We next examined whether RNase L affects mRNAs not enriched in SGs. The GAPDH mRNA, which is abundant and depleted from SGs (Khong et al., 2017), was reduced by at least 90% in the majority of WT A549 and U2-OS cells containing RLBs by two and six hours post-poly(I:C) (Figures 2A,B and S2D,E,F). Near complete reduction of GAPDH mRNA was observed in a fraction of A549 cells containing RLBs as early as one-hour post poly(I:C) (Figure S2G). In non-responsive neighboring cells (n.r.) that lack RLBs, GAPDH mRNA levels remained abundant and comparable to mock-treated cells. GAPDH mRNA levels were unchanged in RL-KO cells post-poly(I:C) (Figure 2A,B), and this was rescued by RNase L but not RNase L-R667A (Figure 2C,D), indicating that RNase L catalytic activity promotes GAPDH mRNA degradation. qRT-PCR analysis confirmed these observations, revealing that GAPDH mRNA levels, as well as Actin B and Tubulin A mRNAs, decreased (greater than 75%) in WT but not RL-KO cells post-poly(I:C) (Figure 2E). Moreover, FISH for poly(A)+ RNAs revealed at least a 70% RNase L-dependent decrease in cytosolic poly(A)+ RNAs by two hours post-poly(I:C) in cells containing RLBs (Figure 2F,G). These results suggest RNase L is degrading the majority of cytoplasmic mRNAs in response to dsRNA.

Figure 2. RNase L promotes widespread turnover of mRNAs.
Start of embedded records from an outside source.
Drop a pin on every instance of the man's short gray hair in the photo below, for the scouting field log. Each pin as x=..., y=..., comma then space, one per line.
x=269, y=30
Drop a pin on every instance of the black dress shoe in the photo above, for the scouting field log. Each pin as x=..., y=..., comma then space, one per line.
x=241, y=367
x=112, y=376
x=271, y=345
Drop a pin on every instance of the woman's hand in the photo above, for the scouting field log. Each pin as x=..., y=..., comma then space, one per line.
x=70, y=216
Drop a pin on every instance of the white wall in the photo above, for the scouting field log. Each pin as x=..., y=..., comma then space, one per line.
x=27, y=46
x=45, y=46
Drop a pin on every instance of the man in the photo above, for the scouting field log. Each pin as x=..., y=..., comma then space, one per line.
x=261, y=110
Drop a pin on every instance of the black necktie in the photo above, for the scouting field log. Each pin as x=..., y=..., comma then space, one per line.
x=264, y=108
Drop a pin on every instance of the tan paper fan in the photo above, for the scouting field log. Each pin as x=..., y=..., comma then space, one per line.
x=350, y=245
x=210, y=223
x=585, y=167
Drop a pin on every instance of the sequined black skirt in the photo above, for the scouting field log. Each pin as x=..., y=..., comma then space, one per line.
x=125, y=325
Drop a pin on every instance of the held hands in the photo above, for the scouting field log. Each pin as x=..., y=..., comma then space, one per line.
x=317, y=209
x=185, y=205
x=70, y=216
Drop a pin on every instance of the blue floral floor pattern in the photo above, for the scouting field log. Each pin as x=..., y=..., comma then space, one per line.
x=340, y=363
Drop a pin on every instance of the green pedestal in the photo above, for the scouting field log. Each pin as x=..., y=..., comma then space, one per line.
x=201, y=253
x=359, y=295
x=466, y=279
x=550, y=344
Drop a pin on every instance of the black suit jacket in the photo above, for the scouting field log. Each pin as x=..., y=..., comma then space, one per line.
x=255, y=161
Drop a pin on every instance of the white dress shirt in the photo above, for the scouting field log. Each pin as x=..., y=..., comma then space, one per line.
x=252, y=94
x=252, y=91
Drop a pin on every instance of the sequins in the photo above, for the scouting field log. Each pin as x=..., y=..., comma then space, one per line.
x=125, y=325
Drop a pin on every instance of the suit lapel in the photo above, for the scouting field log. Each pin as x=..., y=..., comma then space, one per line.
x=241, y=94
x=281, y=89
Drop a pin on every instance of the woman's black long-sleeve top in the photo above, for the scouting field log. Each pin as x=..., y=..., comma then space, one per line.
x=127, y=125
(A) smFISH for GAPDH mRNA (red) in WT and RL-KO A549 cells. (B) Quantification of GAPDH mRNA smFISH represented in (A). (C) smFISH/IF for GAPDH mRNA and G3BP1 in RL-KO cells rescued with RNase L (RL) or RNase L-R667A (RL-CM). (D) Quantification of GAPDH mRNA smFISH represented in (C). (E) qRT-PCR quantification in WT and RL-KO A549 cells transfected with or without (Mock) poly(I:C) for six hours. Bars represent the average C_t value differential +/− S.E.M. from at least five independent experiments. (F) Oligo(dT) (red) and G3BP1 (green) staining of WT and RL-KO A549 cells. (G) Quantification of mean oligo(dT) FISH signal in RLB/SG-positive cells as represented in (F). Greater than twenty cells were analyzed at the indicated times post-poly(I:C).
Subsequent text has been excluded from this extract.